This week’s On the Media includes a discussion with the Tow Center’s Emily Bell, talking about a piece she wrote in The Guardian.
Yes, it’s about Twitter faves/likes/hearts. And yes, website design choices do influence user behavior!
I found myself not bookmarking, as I would have done a day earlier, a horrifying image retweeted by journalists depicting men using phones to film a woman being stoned to death for adultery. I did not “like” let alone “love” the image but wanted to note it as important. We must have a system which allows for capturing the significant as well as the appealing.
You may have experienced a version of this when a friend or loved one shares bad news on Facebook.

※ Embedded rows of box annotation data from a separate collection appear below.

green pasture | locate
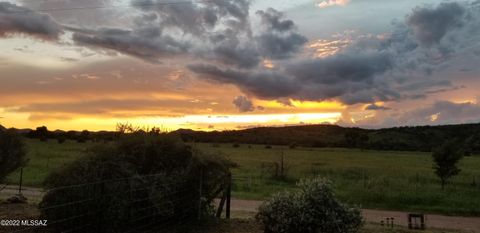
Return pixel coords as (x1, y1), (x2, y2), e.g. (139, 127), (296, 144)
(195, 144), (480, 216)
(8, 140), (480, 216)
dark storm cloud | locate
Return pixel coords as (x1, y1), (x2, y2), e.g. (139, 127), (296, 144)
(286, 53), (393, 84)
(407, 2), (466, 46)
(257, 8), (295, 32)
(0, 2), (63, 40)
(132, 0), (249, 36)
(365, 103), (390, 111)
(189, 53), (399, 104)
(190, 3), (480, 105)
(72, 27), (189, 62)
(256, 8), (308, 59)
(188, 65), (301, 99)
(232, 96), (255, 112)
(398, 101), (480, 124)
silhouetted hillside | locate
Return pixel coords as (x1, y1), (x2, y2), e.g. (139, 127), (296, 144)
(175, 124), (480, 152)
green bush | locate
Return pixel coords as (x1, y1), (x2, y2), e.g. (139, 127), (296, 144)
(256, 178), (363, 233)
(40, 133), (230, 232)
(0, 130), (26, 182)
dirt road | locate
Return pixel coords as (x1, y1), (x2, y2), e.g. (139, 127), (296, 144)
(231, 199), (480, 233)
(0, 186), (480, 233)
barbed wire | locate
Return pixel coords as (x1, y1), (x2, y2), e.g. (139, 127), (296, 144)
(7, 171), (229, 233)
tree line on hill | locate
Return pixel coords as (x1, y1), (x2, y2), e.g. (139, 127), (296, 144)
(0, 124), (480, 156)
(176, 124), (480, 155)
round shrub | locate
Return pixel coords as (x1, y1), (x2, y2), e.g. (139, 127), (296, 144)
(40, 132), (230, 233)
(256, 178), (363, 233)
(0, 129), (26, 182)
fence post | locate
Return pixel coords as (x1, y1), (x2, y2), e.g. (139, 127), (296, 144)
(18, 167), (23, 195)
(197, 168), (203, 220)
(225, 173), (232, 219)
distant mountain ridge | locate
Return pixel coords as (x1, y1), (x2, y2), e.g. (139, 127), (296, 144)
(175, 124), (480, 153)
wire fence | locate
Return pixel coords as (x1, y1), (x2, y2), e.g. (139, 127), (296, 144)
(1, 174), (229, 233)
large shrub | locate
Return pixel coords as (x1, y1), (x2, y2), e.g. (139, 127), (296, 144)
(40, 132), (229, 232)
(256, 178), (363, 233)
(0, 129), (26, 182)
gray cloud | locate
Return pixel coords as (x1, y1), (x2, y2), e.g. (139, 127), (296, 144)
(72, 27), (189, 62)
(407, 2), (466, 46)
(256, 8), (308, 59)
(365, 103), (390, 111)
(0, 2), (63, 40)
(232, 96), (255, 112)
(398, 101), (480, 124)
(188, 65), (301, 99)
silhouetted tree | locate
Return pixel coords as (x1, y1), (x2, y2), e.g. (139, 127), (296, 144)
(0, 130), (26, 182)
(35, 126), (48, 142)
(77, 130), (90, 143)
(432, 140), (464, 190)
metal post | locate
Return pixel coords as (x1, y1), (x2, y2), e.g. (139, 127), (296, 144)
(18, 167), (23, 195)
(197, 168), (203, 220)
(225, 174), (232, 219)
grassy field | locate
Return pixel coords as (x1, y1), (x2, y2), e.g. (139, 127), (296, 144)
(9, 140), (480, 216)
(196, 144), (480, 216)
(7, 139), (92, 187)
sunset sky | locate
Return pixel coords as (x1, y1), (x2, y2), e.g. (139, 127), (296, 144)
(0, 0), (480, 130)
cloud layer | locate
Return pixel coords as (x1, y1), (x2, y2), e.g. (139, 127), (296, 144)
(0, 2), (63, 40)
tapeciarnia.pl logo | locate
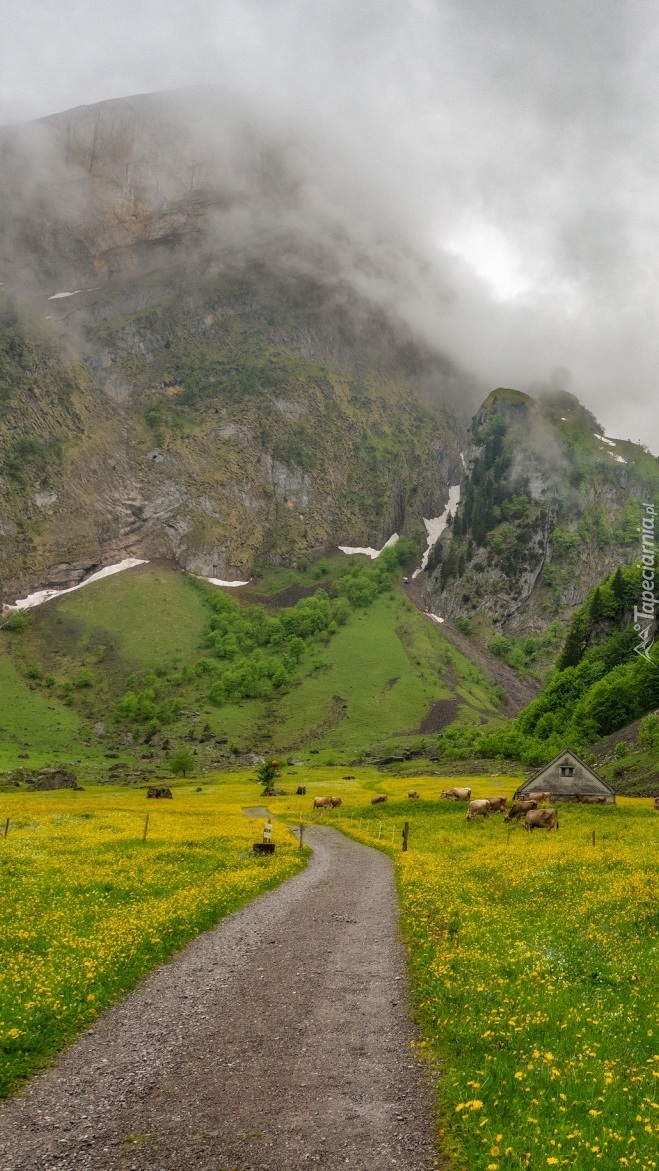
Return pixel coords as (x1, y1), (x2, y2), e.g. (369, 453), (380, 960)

I don’t “like” this, but I want to acknowledge it, and express my empathy. Facebook makes it easy to give that post a thumbs up. The cynical conspiracy theorist in me says this is an effort to make the site more compatible for a sale to Zuckerberg & Co.
The most baffling part is how Twitter is saying the new heart icon is “a universal symbol that resonates across languages, cultures, and time zones.” But then in the following sentence claiming that it is “more expressive, enabling you to convey a range of emotions and easily connect with people.”
It may be true that newer users—from a wider range of backgrounds—may find ❤️ symbols more familiar, but the ⭐️ undoubtedly offers greater flexibility in terms of which “emotions” are being conveyed.
It’s a small change, and I understand that complaining about social media software is tedious, but it does point to how Twitter is first and foremost a profit-seeking company. This change was meant to get their monthly active users numbers up (and by extension, their stock price). And perhaps the strategy is working:
“It’s a change that’s been fantastic for the platform,” said Weil. “We see now 6% more hearts, 6% more likes on Twitter than we saw with favorites.” He also noted that new users tend to engage 9% more with this change.
Back to Emily Bell in The Guardian:
The inherent tension at the centre of all modern communication businesses—including every news organisation—is that only the likable is reliably bankable.
The relaying of trauma, devastation and cruelty is not inherently profitable in the same way that the relaying of how awesome the new Adele track is or how much we adore kittens might be.
What people like on social media has consequences; not just the marginal economic kinds, but also for how the public publics (a verb) on the network. As Zeynep Tufekci has written in The Message:
What if Ferguson had started to bubble, but there was no Twitter to catch on nationally? Would it ever make it through the algorithmic filtering on Facebook? Maybe, but with no transparency to the decisions, I cannot be sure.
Would Ferguson be buried in algorithmic censorship?